David M. Hureau and colleagues closely examined the effects of a streetwork program, using StreetSafe Boston as a model. StreetSafe Boston, an intervention that provided violence mediation and social services to 20 gangs across the city, worked to disrupt and reduce instances of retaliatory gun violence from its inception in 2009 until its closure in 2014.

Streetworkers used their knowledge of gangs (often through lived experience) to predict and prevent violence. Each team member was assigned to a gang and responded whenever a violent incident occurred. As respected members of their communities, streetworkers looked for signs of growing hostility, helped de-escalate tensions at a shooting scene or in a hospital emergency room, and worked to establish safety plans for individuals in risky situations (i.e., either facing retaliation or vulnerable to victimization). The trust established between streetworkers and individuals in gangs helped to identify longer-term goals beyond cycles of conflict, like getting a GED, a driver’s license, or finding transitional employment.

Community bonds are essential for reducing trauma and breaking the cycle of violence.

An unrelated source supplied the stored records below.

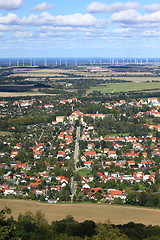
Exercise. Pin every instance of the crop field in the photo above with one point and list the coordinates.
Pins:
(125, 87)
(79, 73)
(81, 212)
(3, 133)
(22, 94)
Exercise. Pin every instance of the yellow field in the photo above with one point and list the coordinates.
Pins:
(81, 212)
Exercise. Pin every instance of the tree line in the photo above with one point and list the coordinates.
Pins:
(31, 226)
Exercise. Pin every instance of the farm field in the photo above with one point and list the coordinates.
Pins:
(21, 94)
(81, 212)
(125, 87)
(3, 133)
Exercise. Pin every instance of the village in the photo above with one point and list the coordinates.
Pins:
(118, 151)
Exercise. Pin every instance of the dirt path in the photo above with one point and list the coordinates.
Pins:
(81, 212)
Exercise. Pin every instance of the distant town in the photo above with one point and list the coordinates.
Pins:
(65, 145)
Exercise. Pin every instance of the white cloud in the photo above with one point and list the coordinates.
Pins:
(42, 7)
(45, 18)
(96, 7)
(11, 18)
(10, 28)
(133, 17)
(128, 16)
(152, 8)
(10, 4)
(25, 34)
(73, 20)
(1, 35)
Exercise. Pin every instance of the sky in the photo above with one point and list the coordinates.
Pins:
(79, 28)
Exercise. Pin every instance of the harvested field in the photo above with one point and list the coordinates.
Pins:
(125, 87)
(98, 213)
(22, 94)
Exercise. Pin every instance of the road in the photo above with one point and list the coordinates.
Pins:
(76, 151)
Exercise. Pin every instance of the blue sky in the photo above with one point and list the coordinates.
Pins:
(84, 28)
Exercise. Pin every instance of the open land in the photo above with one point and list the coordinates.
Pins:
(21, 94)
(81, 212)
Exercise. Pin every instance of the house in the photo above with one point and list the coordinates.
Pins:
(112, 154)
(60, 119)
(90, 154)
(88, 164)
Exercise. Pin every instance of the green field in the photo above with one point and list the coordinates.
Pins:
(125, 87)
(2, 133)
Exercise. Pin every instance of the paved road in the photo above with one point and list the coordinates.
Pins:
(76, 151)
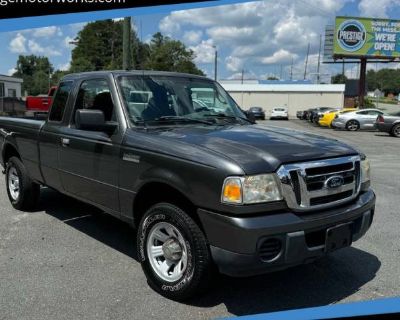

Researchers recorded annual counts of total shootings and gang-related shootings from 2006 to 2013, three years before and four years after the initiation of StreetSafe Boston. Comparing the years before and after the program launch, the average number of shootings per year decreased 20 percent for all shootings and decreased 25 percent for gang shootings. StreetSafe Boston began during a time of declining gun violence in Boston, with the sharpest period of decline seen around the start of the program’s first year (2009-2010).

Despite a widespread presence throughout the community, StreetSafe Boston was unable to sustain its ambitious long-term goals of reducing shootings by 60% and homicides by 30% in neighborhoods with the most violence, and the program was shut down.

Joshua Wakeham highlighted factors that led to the program’s ending. He found that The Boston Foundation, the organization that originally funded StreetSafe Boston, had differing visions and bureaucratic goals that were hard to maintain for the streetwork team. Those working in the neighborhoods with gangs were focused on slow behavioral changes based on trust and relationship-building, rather than measuring trackable data.

This evaluation emphasizes the need to carefully measure outcomes in program design, while still recognizing the impacts and effectiveness of streetwork strategy. New paths have already been forged. Last spring, Mayor Wu’s office partnered with the University of Maryland in a gun violence reduction initiative, which will involve streetwork programming. Meanwhile, rising organizations like Uncornered  and Training Center for Excellence (TC4E) are similarly incorporating data with resources and support to reach out directly to those touched by violence.

Community bonds are essential for reducing trauma and breaking the cycle of violence. Even when challenged by the scope of their work, streetwork teams can bring a strong sense of well-being and healing to communities deeply affected by the wounds of gang violence.